幽々子様の過去話は個人的にツボなのでそれらさえなければ満点でした。
>本文にも書いてありますが、この時代は甲冑を着て刀をぶつけ合い、相手の体勢を崩して刺し殺す力任せの介者剣術が主流で、現代のように技術体系として確立した剣術というものは存在しておりません。そんな訳で、妖忌が現代剣道にも通じる剣術を身に着けている段階ですでにおかしいことになります。まぁ、魂魄二刀流は一子相伝なので後世に伝わる前に幻想入りしたということです
そんな訳で、妖忌の使ったのは魂魄妖忌の編み出した燕返しであり、佐々木巌流の燕返しとは似て非なるものです
本文をよく読むと、佐々木巌流の燕返しとの違いが分かると思います
パロあるならタグに入れろと。
内容はいいけどねぇ・・・。
さすがに僕に『か・く・の・や・め・た・ら・?』とか言うだけはあるなっておもったよ。
でもそんだけ書かれて分かるかっての。
てか『やめちまえ宣言』すんなら具体的に書けよ。
僕がいってることわかんないんだったら、
『剣と刀』に自分が書いたコメント読み直して思い出してください。
ま、僕的感想は話の内容はハイクオリティー(僕の目からはみんなそうだけど)と思うけど。
かわいそうにな、不評のが多いみたいだな。
さて作中に寝殿造りとありましたがそうすると時代は古くとも平安以降、その場合ですと平時において人を斬るための剣術は確立されてるはずですが……
とくめーきぼー
見損ないました。
あなたの作品に期待していたのですが裏ではこんなことしてたんですね。
お二人で場所を変えて議論してみたらどうですか?
もう謝ったとはいえ書くのやめろいわれたんぞ?
見損なうだなんだいってるけどさ、やめろだぞや・め・ろ。
もうお互い和解したんだろうから言いたくはなかったけどさ、
とくめー対象に言うのはゆるさねえ!
でもダイさんも責めちゃ駄目だぞ、お互いあやまったんだから。
それに俺やとくめーさんはダイさんシリーズはいい作品だと思ってるし
超才能あると思ってるからむしろ22,23なんて後悔してたんだぞ、
こんなこと書いてしまったことをな。
寧ろ批判する奴らが多いのが理解できねぇ
ショックの勢いで書いてしまいました。
あなたの作品、とてもハイクオリティーで、
とてもすばらしかったのに……
本当にひどいこと書きました。
フォローしてるの友人です。
確かにとくめーは最低だし「やめたら?」と書いてしまったダイさんも最低かもしれない。
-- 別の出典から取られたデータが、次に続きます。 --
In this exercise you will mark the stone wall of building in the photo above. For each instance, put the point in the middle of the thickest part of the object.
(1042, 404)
でもひとつわかってほしいのは両者とも最終的に謝った。
大切で美しいのはどんなに傷つけあっても最終的に和解する仲だと思う。
だからこれいじょうとくめーサイド(11、64、65、57、66,67関係)についても
ダイさんサイド(22,23,25、26関係)についても言うのはこれを期に一切止めて頂ければ嬉しいと思う。
なんか偉そうになってしまって申し訳ない。
俺はあまり指摘以外の嫌味(やめたら、具体例無くつまんねえ、場違いetc)とか言うのは嫌いだ。
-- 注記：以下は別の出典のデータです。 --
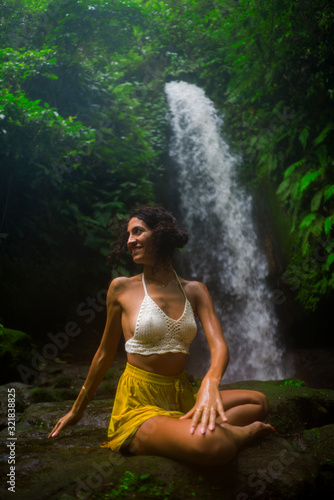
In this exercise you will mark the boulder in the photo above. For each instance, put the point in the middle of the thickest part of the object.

それにとくめーみたいにいちいち反撃に出向くのも嫌いだ。
ただ単に小説を読み、指摘すべき場所を指摘したりすればいいじゃないですか。
ダイさん、もしあなたが今までのシリーズのコメント(場違いetc)
を気にしてHPつくったのならぜひHP名を教えてください。
貴殿の作品とくと拝見いたしたい。
とくめー、おまえもがんばれ。
ここはファンの多い「東方」の小説サイトだ。
もう失言やら罵倒やらはブッ飛ばして幻想郷の物語をかくなり読むなり楽しもうじゃありませんか。